Significantly, it would also have curtailed the reach of the federal courts. Including the Supreme Court itself. So, this decision increased the power of federal courts in the process, allowing them to second-guess at least some rulings of state courts based on state law. “This gives the U.S. Supreme Court the ultimate say over the meaning of state law during an election dispute,” Richard L. Hasen, a law professor at the University of California, Los Angeles, wrote in a blog post.

Even the Liberals

The pattern is repeated in other cases this term where the court’s three liberal members were in the majority, including cases on the Voting Rights Act and immigration.

In Allen v. Milligan the Court upheld Section 2 of the Voting Rights Act. This 5-4 decision shocked most observers. Chief Justice Roberts, who has been eviscerating much of that law ever since he was appointed to the Court, wrote the majority opinion. He was joined by Sotomayor, Kagan, Jackson, and Kavanaugh.
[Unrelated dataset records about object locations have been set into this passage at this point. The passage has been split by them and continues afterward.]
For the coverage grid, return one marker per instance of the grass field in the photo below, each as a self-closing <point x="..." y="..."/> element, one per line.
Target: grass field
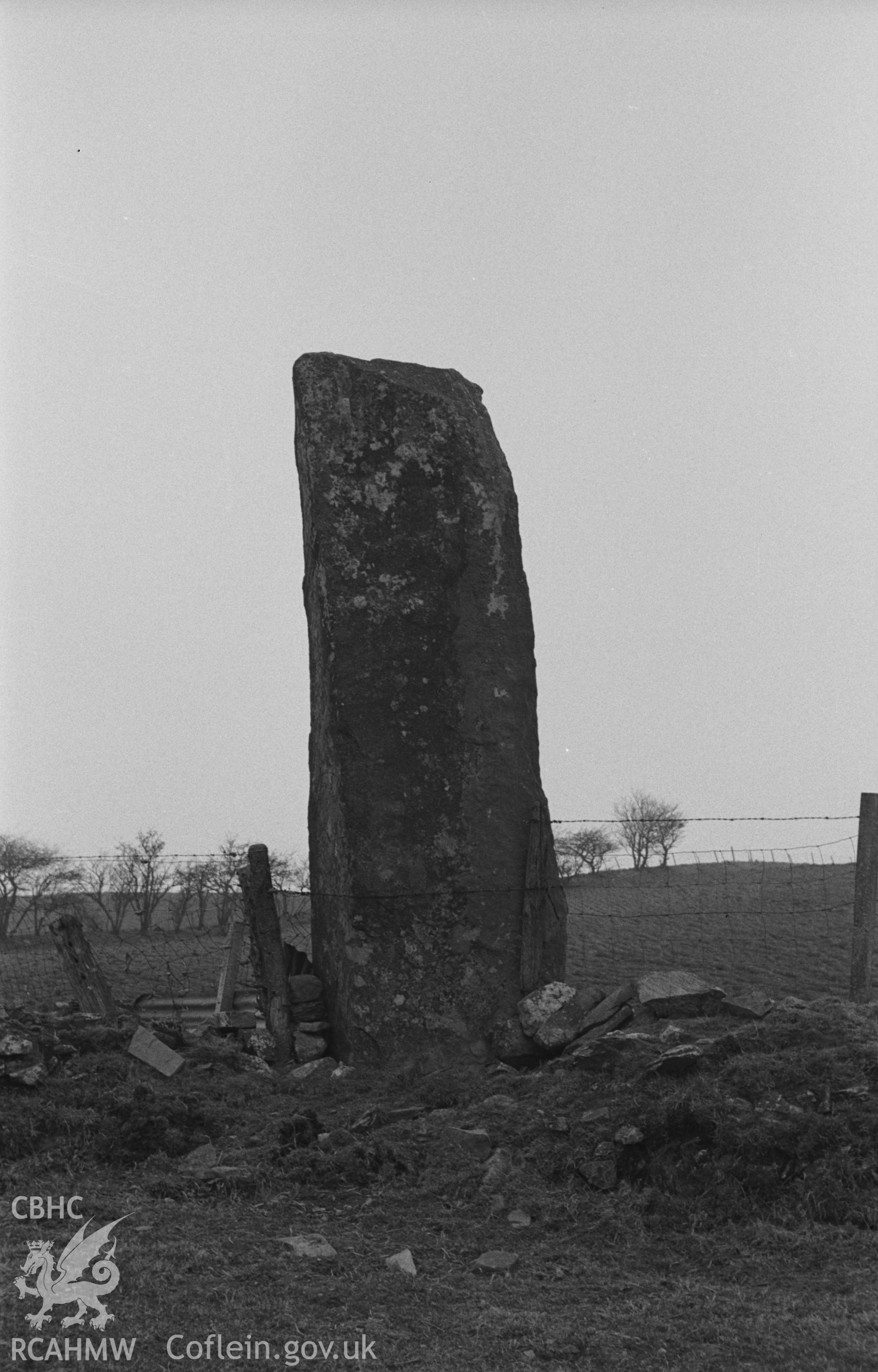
<point x="740" y="1237"/>
<point x="785" y="928"/>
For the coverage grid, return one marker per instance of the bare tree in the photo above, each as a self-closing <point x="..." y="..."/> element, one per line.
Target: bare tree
<point x="146" y="874"/>
<point x="191" y="889"/>
<point x="584" y="848"/>
<point x="33" y="880"/>
<point x="224" y="878"/>
<point x="136" y="878"/>
<point x="648" y="823"/>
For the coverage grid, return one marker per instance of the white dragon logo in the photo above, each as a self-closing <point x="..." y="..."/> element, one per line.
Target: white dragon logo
<point x="64" y="1286"/>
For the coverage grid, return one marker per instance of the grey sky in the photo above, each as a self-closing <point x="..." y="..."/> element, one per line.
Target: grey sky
<point x="648" y="232"/>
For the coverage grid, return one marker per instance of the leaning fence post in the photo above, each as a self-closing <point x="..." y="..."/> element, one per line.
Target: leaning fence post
<point x="90" y="985"/>
<point x="228" y="977"/>
<point x="865" y="893"/>
<point x="267" y="950"/>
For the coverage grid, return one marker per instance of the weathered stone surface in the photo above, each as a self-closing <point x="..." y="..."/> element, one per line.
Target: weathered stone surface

This strange coalition sent Alabama’s 2022 congressional district map back for revisions, upholding a power court finding that the map probably violated the act’s prohibition against racial discrimination. In his writing, Robert made it clear that for whatever remains of the Voting Rights Act, it will be reviewed on a case-by-case basis by the federal courts.
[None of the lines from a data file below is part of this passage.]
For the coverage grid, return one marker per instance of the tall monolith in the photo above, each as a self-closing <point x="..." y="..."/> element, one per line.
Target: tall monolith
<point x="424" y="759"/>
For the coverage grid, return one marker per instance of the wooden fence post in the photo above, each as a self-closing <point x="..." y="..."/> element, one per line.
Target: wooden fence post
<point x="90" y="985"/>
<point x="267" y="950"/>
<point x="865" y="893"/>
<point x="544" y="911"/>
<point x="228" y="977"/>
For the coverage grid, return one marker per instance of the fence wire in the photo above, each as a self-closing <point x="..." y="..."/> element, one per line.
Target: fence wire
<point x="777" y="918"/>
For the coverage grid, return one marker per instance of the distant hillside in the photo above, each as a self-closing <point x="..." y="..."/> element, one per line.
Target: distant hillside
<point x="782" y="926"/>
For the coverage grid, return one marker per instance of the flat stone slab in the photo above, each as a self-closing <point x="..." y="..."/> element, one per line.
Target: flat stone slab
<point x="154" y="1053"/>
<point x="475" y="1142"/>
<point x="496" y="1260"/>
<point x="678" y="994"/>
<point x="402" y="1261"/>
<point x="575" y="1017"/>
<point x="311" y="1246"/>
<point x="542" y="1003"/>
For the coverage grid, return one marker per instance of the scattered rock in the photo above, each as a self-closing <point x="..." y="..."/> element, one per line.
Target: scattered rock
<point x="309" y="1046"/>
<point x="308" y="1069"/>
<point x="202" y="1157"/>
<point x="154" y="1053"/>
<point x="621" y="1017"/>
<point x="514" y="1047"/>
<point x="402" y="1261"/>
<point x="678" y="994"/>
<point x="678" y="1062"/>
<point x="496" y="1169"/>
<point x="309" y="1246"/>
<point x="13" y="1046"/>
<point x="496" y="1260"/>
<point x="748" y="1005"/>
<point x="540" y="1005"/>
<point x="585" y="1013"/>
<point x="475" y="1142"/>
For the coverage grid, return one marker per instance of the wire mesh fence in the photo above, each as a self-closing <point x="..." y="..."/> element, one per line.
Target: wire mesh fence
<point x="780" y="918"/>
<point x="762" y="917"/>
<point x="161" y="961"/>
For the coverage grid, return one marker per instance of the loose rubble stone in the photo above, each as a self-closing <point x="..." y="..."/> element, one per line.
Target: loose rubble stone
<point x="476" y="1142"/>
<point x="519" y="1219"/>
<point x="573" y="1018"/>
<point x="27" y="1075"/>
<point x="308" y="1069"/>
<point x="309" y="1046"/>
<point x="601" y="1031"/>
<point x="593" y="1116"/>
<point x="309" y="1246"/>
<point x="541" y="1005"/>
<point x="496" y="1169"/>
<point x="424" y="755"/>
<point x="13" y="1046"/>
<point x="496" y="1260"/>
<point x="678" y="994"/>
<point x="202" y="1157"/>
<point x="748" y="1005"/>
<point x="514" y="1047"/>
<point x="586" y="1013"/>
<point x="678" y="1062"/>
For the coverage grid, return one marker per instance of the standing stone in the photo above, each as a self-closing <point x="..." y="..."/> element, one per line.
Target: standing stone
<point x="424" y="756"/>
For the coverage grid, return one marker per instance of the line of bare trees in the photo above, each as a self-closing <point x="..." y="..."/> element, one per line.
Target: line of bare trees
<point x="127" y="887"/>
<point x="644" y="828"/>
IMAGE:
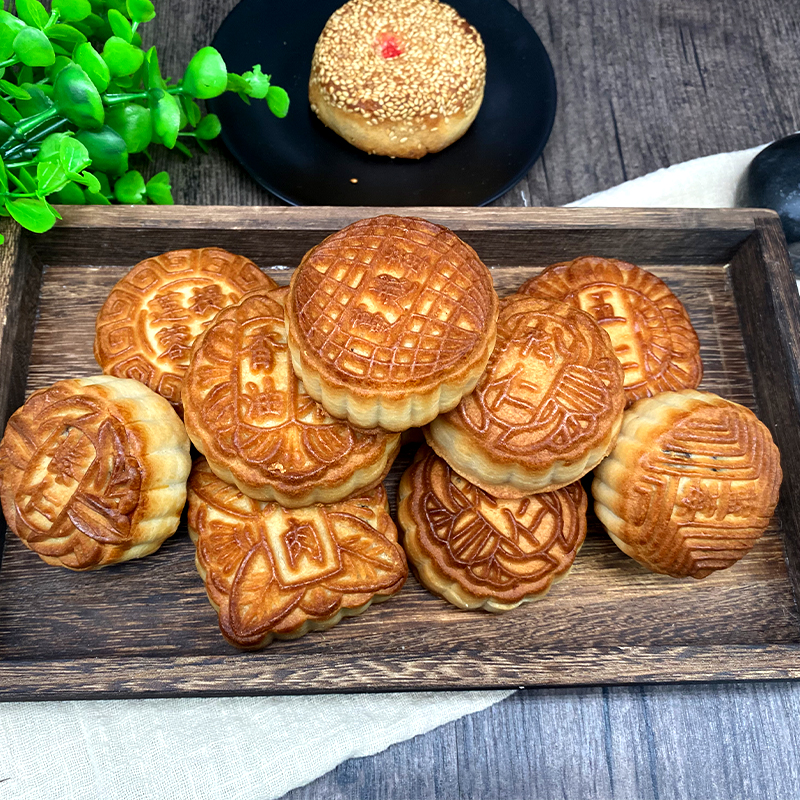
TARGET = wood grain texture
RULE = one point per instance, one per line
(146, 628)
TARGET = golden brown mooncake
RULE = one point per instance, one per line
(146, 327)
(272, 572)
(546, 411)
(249, 415)
(93, 471)
(651, 332)
(478, 551)
(391, 321)
(398, 78)
(691, 484)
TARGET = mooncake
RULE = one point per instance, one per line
(391, 321)
(248, 414)
(148, 323)
(546, 411)
(478, 551)
(690, 485)
(649, 328)
(272, 572)
(93, 472)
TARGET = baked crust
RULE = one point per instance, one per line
(398, 78)
(546, 410)
(477, 551)
(691, 484)
(271, 572)
(391, 321)
(245, 410)
(149, 321)
(649, 328)
(93, 472)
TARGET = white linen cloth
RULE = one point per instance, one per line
(256, 748)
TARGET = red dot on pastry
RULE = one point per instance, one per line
(389, 45)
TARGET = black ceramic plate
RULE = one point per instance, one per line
(304, 163)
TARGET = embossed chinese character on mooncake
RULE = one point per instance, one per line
(152, 316)
(276, 572)
(649, 327)
(547, 409)
(690, 485)
(478, 551)
(391, 321)
(247, 412)
(93, 471)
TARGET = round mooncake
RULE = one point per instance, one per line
(151, 318)
(93, 471)
(391, 321)
(248, 414)
(690, 485)
(649, 328)
(272, 572)
(478, 551)
(546, 411)
(398, 78)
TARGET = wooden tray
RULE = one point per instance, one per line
(147, 629)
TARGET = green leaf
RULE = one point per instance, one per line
(15, 23)
(50, 178)
(70, 195)
(209, 127)
(38, 101)
(122, 58)
(73, 10)
(33, 48)
(166, 116)
(159, 189)
(206, 76)
(120, 26)
(133, 123)
(65, 33)
(257, 82)
(106, 149)
(77, 99)
(32, 12)
(93, 65)
(141, 10)
(278, 101)
(72, 155)
(130, 188)
(8, 113)
(32, 213)
(17, 92)
(7, 36)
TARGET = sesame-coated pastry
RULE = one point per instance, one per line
(690, 485)
(391, 321)
(248, 414)
(398, 78)
(151, 318)
(272, 572)
(546, 411)
(651, 332)
(478, 551)
(93, 471)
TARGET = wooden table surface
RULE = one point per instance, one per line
(642, 84)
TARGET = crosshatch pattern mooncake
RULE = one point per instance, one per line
(649, 328)
(691, 484)
(249, 415)
(151, 318)
(546, 411)
(391, 321)
(478, 551)
(93, 471)
(275, 572)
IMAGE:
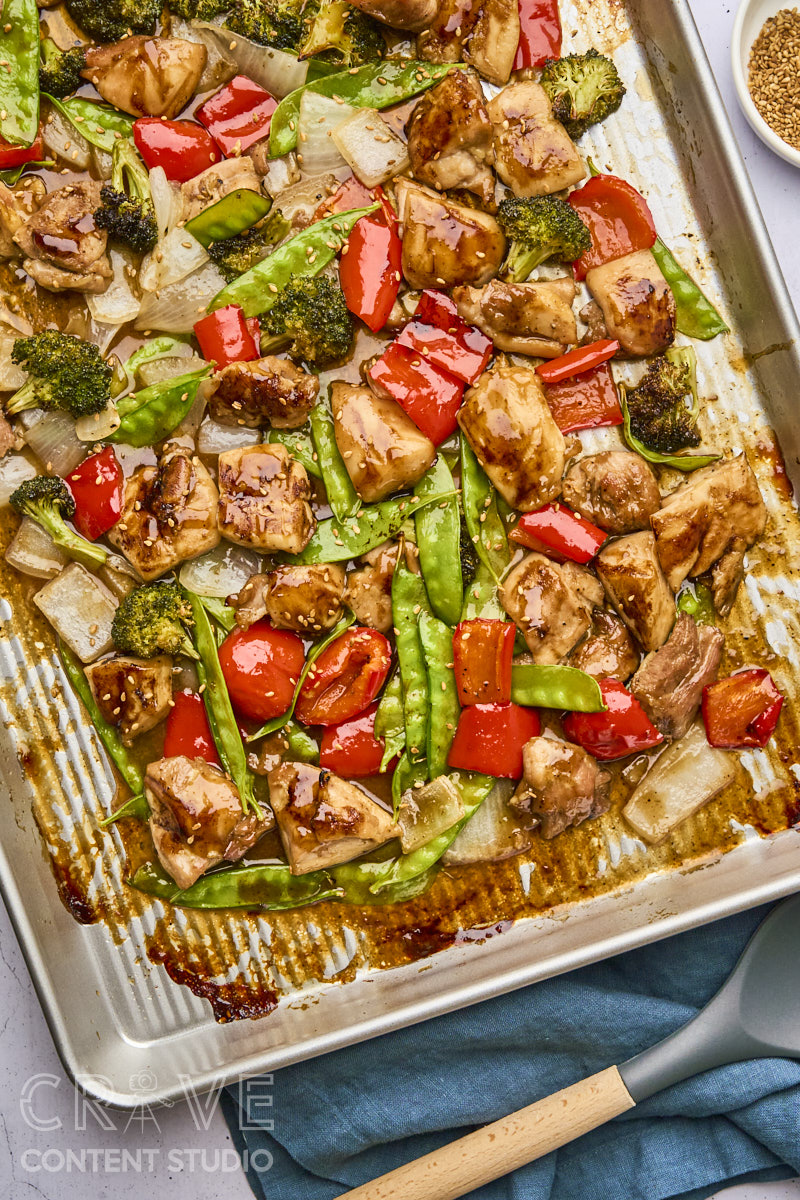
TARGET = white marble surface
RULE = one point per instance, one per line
(194, 1163)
In United States v. Texas a majority reversed lower courts and held that the Executive Branch has the power to promulgate guidelines setting immigration policy and that Texas (joined by Louisiana) could not sue. This was a complicated legal argument over the issue of standing, which is generally read, by plain spoken people like me, as saying you can’t sue on speculation, you must have skin in the game.

Justice Alito wrote a bitter dissent. Justice Kavanaugh wrote the opinion of the Court. But there were several complicated qualifications with the language from the other justices. The net result is that nothing has been solved and, once they can demonstrate some actual damage caused by the guidelines, Texas and Louisiana will be back in court.

Through the term we have repeatedly seen the Court solidifying its position as the most powerful branch of government. How it has reacted to criticism considering the ethics of its members is additional evidence of this trend, which I will address in a future post. We truly live in an era of SCOTUS uber alles, the Supreme Court of the United States above all.